Ahmik created a game for his school’s carnival where players roll two dice and find the sum of the two numbers on the top faces. If this sum is a perfect square or a prime number, they win a prize. To make it more interesting, Ahmik made the two dice using a 3D printer so that they each have the numbers \(1\), \(2\), \(3\), \(5\), \(7\), and \(9\) on their faces. One of the dice is purple and the other is green.

What is the probability that a player will win a prize after rolling the dice once?

A square of any integer is called a perfect square. The number \(25\) is a perfect square since it can be expressed as \(5^2\) or \(5 \times 5\).
A prime number is an integer greater than \(1\) that has only two positive divisors; \(1\) and itself. The number \(17\) is prime because its only positive divisors are \(1\) and \(17\).
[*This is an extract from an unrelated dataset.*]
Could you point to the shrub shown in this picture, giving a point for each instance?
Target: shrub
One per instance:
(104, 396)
To solve this problem, we will create a table showing all of the possible rolls for each die and the corresponding sums.

Green Die
1 2 3 5 7 9
Purple Die 1 \(2\) \(3\) \(4\) \(6\) \(8\) \(10\)
2 \(3\) \(4\) \(5\) \(7\) \(9\) \(11\)
3 \(4\) \(5\) \(6\) \(8\) \(10\) \(12\)
5 \(6\) \(7\) \(8\) \(10\) \(12\) \(14\)
7 \(8\) \(9\) \(10\) \(12\) \(14\) \(16\)
9 \(10\) \(11\) \(12\) \(14\) \(16\) \(18\)
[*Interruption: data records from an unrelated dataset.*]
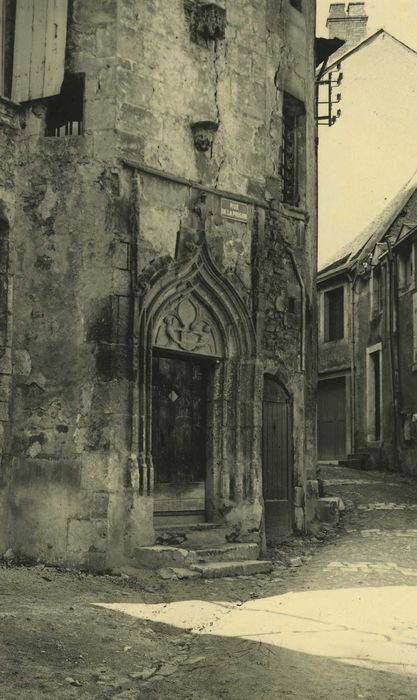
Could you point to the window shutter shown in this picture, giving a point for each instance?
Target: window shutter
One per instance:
(39, 48)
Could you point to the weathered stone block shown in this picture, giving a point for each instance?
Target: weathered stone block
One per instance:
(299, 519)
(159, 557)
(312, 489)
(298, 496)
(86, 536)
From the table, we see that there are \(36\) possible outcomes. We also see that the perfect squares \(4\), \(9\), and \(16\) appear in the table seven times.

The smallest number in the table is \(2\), and the largest number in the table is \(18\). The prime numbers appearing in the table in this range of numbers are \(2\), \(3\), \(5\), \(7\), and \(11\). These numbers appear in the table a total of nine times.

Thus there are \(7\) perfect squares and \(9\) prime numbers in the table. Since a number cannot be both a prime number and a perfect square, we can conclude that there are \(7+9=16\) sums that are prime numbers or perfect squares.

To determine the probability of a specific outcome, we divide the number of times the specific outcome occurs by the total number of possible outcomes. Thus, the probability of a player rolling a sum that is either a prime number or a perfect square is \(16\div 36=\frac{4}{9}\approx 44\%\). Therefore, a player has approximately a \(44\%\) chance of winning a prize after rolling the dice once.

Extension: A game is considered fair if the chance of winning is \(50\%\). How could you change the rules of this game to make it fair?